Any work which may affect the integrity of a pipeline or the surrounding easement needs to be approved by Core Group. For your own safety Core Group provides pipeline location, supervision and work permit services free of charge for up to four hours.
Permits to Work
You must obtain a permit for all works within an easement or road reserve near a high pressure pipeline, this includes:
The planting of shrubs and trees on the easement must be carefully controlled. Some planting is permitted but is dependent upon plant type, pipe depth, pipe-wrap type and water table depth.
Contact Core Group for advice on the allowable species and spacing and we will issue you with the appropriate permit.
How to Gain a Permit:
Pipeline Products and Leaks
Despite all precautions, leaks have occurred in pipeline systems around the world.
Pipeline signs indicate the product contained in the pipeline. Different products have different characteristics and any escaping product is potentially dangerous and warrants caution and immediate action when discovered.
Natural Gas is highly flammable. A leak on a gas pipeline may be recognised by the characteristic natural gas odour or the hiss of gas escaping from the pipeline.
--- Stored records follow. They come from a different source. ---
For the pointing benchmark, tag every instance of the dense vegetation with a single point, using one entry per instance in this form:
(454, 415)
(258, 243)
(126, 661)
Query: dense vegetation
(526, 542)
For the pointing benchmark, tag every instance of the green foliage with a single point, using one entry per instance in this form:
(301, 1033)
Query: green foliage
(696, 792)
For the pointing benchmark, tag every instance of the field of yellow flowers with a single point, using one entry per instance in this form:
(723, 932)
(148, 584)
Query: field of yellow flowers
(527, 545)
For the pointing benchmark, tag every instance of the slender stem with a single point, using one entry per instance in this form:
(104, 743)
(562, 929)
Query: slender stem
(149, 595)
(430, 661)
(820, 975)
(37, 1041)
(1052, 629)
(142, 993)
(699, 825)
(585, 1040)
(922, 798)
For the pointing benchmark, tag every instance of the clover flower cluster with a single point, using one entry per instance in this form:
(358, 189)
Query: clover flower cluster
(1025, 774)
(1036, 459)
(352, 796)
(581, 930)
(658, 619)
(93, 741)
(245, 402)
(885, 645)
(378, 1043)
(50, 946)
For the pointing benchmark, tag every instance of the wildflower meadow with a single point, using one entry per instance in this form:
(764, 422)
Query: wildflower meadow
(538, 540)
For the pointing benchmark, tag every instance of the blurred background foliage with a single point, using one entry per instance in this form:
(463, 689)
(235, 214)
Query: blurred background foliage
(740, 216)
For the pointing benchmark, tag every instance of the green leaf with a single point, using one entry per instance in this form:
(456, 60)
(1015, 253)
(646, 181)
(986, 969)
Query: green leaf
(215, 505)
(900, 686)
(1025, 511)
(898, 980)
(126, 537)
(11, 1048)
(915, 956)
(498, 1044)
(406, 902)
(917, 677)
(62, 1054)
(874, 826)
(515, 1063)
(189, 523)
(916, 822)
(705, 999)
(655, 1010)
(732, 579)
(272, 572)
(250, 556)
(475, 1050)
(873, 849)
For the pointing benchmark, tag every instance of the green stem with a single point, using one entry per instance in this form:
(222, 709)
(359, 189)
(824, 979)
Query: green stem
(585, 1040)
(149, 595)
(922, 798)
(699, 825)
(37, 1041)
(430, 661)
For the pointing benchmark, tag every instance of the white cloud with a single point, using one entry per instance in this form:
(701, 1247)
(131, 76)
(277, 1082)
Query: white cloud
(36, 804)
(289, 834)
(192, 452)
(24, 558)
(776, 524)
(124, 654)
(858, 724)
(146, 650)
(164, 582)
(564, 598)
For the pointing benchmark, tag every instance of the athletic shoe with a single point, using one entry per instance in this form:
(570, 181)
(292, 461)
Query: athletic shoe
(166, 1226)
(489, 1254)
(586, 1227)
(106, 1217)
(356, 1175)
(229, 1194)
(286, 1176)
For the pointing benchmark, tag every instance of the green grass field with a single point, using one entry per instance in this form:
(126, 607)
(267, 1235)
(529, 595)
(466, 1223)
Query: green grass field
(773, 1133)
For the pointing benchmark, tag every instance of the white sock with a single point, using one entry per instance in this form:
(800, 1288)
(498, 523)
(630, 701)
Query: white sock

Dead, dying or discoloured vegetation can indicate leaks and the ground near the pipeline may be frozen.
Oil / condensate
Oil/Condensate is a flammable liquid with a hydrocarbon odour. Leaks in an oil/condensate pipeline may show the same signs as those from a gas pipeline with dead or dying vegetation. A small leak may do no more than moisten the surrounding soil but a large leak may create a pool of liquid.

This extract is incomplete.